Famous Brands takes hammering in London – reminder it’s a tough place to do business

Investec’s London-based MD Bernard Kantor admits that it took him years to settle down. The world’s financial centre is a complicated city. Easy enough to make a deal, but rather more difficult to secure a good one. It’s a place where marrying in haste is guaranteed to repenting at leisure. Ask Old Mutual and, more recently, Brait whose horrible experience with UK fashion retailer New Look has been well documented.

Latest to get the London treatment is Famous Brands, SA’s fast food giant which yesterday announced interim profits to end August have fallen more than half.

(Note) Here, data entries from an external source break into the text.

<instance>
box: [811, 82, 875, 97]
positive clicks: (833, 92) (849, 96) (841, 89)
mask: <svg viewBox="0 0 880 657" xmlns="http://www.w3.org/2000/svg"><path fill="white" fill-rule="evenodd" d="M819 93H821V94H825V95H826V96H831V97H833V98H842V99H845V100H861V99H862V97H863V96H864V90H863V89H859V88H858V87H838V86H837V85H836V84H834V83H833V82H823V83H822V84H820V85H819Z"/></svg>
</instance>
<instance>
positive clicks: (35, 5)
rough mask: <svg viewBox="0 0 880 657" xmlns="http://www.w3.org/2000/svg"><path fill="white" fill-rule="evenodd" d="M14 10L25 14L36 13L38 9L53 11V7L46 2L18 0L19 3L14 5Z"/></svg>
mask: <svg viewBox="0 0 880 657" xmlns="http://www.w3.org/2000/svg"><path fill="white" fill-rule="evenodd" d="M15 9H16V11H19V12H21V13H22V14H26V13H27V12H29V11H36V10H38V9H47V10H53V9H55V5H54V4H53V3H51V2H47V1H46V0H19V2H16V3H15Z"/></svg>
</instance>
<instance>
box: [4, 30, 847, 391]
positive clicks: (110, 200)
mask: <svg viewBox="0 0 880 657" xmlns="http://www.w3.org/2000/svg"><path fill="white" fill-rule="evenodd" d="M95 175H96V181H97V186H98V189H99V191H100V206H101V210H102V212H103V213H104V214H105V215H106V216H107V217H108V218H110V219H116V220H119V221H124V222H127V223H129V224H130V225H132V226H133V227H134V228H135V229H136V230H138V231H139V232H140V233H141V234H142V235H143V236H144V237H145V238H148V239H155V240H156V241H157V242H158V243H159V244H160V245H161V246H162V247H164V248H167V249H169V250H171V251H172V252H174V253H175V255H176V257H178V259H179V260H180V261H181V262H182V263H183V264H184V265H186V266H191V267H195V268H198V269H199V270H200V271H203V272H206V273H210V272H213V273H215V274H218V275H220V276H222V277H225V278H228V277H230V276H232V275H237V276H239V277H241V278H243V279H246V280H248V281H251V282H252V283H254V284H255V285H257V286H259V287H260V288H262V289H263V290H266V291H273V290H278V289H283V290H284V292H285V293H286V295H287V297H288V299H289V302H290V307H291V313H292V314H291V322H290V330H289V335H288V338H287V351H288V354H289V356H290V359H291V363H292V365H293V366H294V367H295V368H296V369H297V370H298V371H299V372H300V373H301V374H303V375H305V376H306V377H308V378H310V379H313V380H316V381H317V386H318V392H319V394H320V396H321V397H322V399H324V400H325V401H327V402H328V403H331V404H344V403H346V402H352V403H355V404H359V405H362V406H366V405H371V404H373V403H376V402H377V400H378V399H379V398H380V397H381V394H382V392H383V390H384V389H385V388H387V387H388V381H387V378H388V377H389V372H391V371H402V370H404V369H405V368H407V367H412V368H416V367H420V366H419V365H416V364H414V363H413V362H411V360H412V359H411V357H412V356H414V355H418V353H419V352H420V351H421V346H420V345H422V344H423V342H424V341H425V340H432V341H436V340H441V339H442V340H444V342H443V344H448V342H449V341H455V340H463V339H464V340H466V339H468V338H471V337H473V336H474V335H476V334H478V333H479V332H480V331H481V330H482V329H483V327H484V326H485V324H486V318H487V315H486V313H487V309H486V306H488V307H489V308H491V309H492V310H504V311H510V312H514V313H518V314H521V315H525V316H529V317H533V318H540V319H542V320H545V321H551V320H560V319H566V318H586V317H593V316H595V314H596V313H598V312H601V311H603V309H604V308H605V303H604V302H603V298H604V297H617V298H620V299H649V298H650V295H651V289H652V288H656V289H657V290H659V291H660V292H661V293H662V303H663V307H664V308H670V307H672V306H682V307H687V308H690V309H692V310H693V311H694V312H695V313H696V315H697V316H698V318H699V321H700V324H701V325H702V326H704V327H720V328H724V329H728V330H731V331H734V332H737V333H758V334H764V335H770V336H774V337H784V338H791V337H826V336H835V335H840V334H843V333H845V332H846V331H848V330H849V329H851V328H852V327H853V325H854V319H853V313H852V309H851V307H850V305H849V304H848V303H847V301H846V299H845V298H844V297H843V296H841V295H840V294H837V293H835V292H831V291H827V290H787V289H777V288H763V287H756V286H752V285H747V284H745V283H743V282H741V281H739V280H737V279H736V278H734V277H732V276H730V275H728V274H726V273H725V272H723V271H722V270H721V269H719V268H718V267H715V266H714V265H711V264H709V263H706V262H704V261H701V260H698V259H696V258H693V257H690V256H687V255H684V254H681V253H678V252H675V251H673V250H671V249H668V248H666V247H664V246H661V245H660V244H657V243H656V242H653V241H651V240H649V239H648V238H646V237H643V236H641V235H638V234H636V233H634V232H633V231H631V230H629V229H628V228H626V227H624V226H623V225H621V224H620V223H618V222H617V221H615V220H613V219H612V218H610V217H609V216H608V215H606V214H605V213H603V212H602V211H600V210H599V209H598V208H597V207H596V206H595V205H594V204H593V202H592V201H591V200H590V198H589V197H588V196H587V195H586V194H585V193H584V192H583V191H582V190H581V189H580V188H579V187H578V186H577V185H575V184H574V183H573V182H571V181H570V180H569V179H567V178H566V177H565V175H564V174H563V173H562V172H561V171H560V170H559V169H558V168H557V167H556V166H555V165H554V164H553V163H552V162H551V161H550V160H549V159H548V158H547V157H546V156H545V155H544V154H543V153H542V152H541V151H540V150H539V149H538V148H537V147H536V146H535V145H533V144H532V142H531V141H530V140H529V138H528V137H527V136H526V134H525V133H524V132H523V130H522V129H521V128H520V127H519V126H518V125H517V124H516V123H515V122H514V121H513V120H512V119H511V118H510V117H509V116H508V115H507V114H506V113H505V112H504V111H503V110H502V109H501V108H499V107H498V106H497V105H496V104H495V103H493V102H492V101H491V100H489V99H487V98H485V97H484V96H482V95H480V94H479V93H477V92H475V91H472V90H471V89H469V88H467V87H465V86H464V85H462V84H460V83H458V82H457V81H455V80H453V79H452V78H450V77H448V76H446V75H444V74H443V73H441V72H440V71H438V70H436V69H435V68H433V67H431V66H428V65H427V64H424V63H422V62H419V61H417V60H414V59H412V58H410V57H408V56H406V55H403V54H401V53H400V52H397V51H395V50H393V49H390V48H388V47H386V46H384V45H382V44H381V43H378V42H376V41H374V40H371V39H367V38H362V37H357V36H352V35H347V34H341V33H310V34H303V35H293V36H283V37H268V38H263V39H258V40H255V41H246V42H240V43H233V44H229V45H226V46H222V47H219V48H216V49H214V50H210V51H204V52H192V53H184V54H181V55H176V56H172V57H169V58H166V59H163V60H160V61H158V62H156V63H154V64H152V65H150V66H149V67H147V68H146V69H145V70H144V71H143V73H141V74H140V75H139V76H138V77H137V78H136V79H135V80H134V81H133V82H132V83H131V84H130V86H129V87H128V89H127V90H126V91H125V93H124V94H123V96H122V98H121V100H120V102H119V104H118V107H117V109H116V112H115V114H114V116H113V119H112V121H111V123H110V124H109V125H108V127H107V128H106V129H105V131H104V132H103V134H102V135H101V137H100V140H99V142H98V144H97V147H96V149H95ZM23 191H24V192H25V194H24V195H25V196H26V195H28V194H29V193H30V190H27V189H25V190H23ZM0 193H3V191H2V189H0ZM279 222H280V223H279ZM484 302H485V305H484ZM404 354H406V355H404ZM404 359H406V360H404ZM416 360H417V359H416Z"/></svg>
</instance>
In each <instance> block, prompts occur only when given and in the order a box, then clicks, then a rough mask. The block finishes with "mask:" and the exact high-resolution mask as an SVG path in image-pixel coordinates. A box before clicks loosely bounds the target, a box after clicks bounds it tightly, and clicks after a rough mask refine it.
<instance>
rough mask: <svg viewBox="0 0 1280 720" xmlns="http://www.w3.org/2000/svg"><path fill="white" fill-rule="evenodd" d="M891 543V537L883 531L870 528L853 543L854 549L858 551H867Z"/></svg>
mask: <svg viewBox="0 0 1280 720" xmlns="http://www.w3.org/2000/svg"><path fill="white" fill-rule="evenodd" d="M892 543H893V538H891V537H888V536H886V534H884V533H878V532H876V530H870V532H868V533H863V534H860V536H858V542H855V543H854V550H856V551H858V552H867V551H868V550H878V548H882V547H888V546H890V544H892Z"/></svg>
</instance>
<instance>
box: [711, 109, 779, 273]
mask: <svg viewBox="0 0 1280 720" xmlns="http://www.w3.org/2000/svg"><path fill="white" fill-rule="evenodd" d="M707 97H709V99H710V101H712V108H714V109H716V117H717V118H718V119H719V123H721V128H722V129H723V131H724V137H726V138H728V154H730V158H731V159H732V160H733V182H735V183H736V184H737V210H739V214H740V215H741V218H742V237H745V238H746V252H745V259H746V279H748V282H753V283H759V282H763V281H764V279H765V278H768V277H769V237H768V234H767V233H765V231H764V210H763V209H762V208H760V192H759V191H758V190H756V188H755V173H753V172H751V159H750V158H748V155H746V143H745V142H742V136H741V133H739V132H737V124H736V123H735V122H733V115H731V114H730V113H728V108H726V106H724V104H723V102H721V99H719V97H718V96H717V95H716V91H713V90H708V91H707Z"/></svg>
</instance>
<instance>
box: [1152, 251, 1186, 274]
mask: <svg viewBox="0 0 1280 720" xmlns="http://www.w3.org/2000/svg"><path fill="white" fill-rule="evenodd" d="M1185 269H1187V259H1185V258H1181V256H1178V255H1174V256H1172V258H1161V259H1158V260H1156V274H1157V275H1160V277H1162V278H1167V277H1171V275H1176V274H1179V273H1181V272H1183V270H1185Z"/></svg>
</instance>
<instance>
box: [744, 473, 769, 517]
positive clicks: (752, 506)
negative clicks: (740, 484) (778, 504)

Major reason is a reverse into losses at its recently acquired 75-store UK chain Gourmet Burger Kitchen which Famous Brands bought a year ago for R2.1bn (£120m).

That’s a big bet for a R12bn business, especially when financed by fresh borrowings. At the time critics were shushed by management’s assertion that the burger chain was poised for growth from an annual operating profit of R168m (£9.6m) at the then exchange rate of R17.53 to the pound.

In yesterday’s trading update we learnt that previously profitable GBK slumped to a R16m loss for the six months to August. Famous Brands’ misery is compounded by debt servicing costs surging from R8m to R138m. In the past year, the JSE-listed company’s share price has fallen from R166 to R118. After the UK news, don’t expect a rebound anytime soon.